Mais une chose semble peu susceptible de changer : son aversion pour une diplomatie patiente et fondée sur des principes comme moyen de parvenir à la paix, préférant plutôt la politique transactionnelle et les gestes populistes.
Cela apporte des ouvertures et des périls dans certains domaines en Afrique.
Il y a huit ans, l’administration Obama travaillait avec l’Union africaine (UA) pour modifier les règles des Nations Unies (ONU) concernant le financement des missions de maintien de la paix, afin de donner une base financière solide aux missions africaines.
La Commission de l’UA a collaboré avec l’ONU et d’autres organisations multilatérales pour construire une « architecture africaine de paix et de sécurité » allant de la diplomatie proactive pour éviter les conflits imminents à des efforts de médiation coordonnés et des opérations de maintien de la paix, le tout soutenu par des normes et principes inscrits dans la Charte de l’ONU et l’Acte constitutif de l’UA.
Cela semble remonter à bien longtemps.
Les plans pour un maintien de la paix plus robuste se sont évaporés avec la transition vers la première administration Trump.
Depuis lors, aucune nouvelle mission de maintien de la paix de l’ONU ou de l’UA n’a été autorisée. Plusieurs d’entre elles, notamment au Darfour (Soudan) et au Mali, ont été fermées, et d’autres ont été réduites.
L’administration Biden n’a pas inversé la tendance.
L’idée de « paix libérale » – selon laquelle la paix, la démocratie, la justice et les marchés ouverts vont de pair – était depuis longtemps un axe puissant de la stratégie mondiale des États-Unis.
L’UA a adopté son multilatéralisme mais a rejeté les leçons sur les droits humains et la démocratie, tout en étant divisée sur les interventions militaires occidentales comme en Libye.

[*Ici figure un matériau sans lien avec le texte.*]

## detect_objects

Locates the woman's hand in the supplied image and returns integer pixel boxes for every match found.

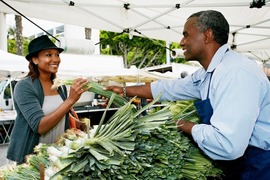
[68,78,90,104]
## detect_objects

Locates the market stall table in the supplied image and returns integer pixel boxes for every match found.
[0,110,16,145]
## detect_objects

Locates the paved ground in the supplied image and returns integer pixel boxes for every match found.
[0,144,8,167]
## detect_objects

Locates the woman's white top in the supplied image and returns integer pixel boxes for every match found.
[39,94,65,144]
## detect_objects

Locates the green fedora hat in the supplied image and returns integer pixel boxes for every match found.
[25,35,64,61]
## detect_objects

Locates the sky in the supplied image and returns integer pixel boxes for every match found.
[6,14,61,37]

Certains dirigeants africains ont préféré la franchise de Trump et son accent sur les résultats.
La « doctrine Trump » pour le Moyen-Orient et l’Afrique a écarté le multilatéralisme au profit d’accords transactionnels avec des alliés américains comme l’Égypte, le Maroc, l’Arabie saoudite, les Émirats arabes unis (EAU) et surtout Israël.
Le Premier ministre Benjamin Netanyahu et le président des EAU Mohamed ben Zayed ont élaboré la stratégie des accords d’Abraham, et Trump a récolté la gloire lorsque les pays arabes y ont adhéré.
Les autres positions constantes de Trump étaient son hostilité envers l’influence de la Chine sur le continent et son aversion pour le déploiement de soldats américains.
À la demande du président égyptien Abdel Fattah al-Sissi – que Trump a décrit comme « mon dictateur préféré » – le secrétaire au Trésor de l’époque, Steven Mnuchin, a pris en charge la médiation du conflit entre l’Égypte et l’Éthiopie sur les eaux du Nil.
La question immédiate était de savoir quelle quantité d’eau serait retenue par le Grand barrage de la Renaissance éthiopienne alors qu’il approchait de son achèvement.
Alors que les discussions piétinaient, Washington a pesé de son poids en suspendant l’aide à l’Éthiopie, tandis que Trump suggérait que l’Égypte pourrait « faire sauter » le barrage.
Les États-Unis ont reconnu la revendication du Maroc sur le Sahara occidental en échange de l’adhésion de Rabat aux accords d’Abraham, reconnaissant ainsi Israël.
À l’époque de la « paix libérale », un accord pour mettre fin à une guerre civile consistait à rédiger une constitution démocratique, accompagnée de mesures de désarmement et de démobilisation des armées rivales, de justice transitionnelle et de réconciliation, et de programmes financés par l’aide pour apporter des dividendes de paix à la population affectée.
La première administration Trump a préféré des négociations directes, où les autocrates concluaient un marché privé discrètement. Les chercheurs appellent cela la « paix illibérale ».
Lorsque le secrétaire d’État de l’époque, Mike Pompeo, s’est rendu au Soudan après la révolution populaire qui a conduit à la destitution du dirigeant militaro-islamiste Omar el-Béchir, son principal objectif était un simple échange : l’Amérique lèverait les sanctions lorsque le Soudan accepterait de signer les accords d’Abraham.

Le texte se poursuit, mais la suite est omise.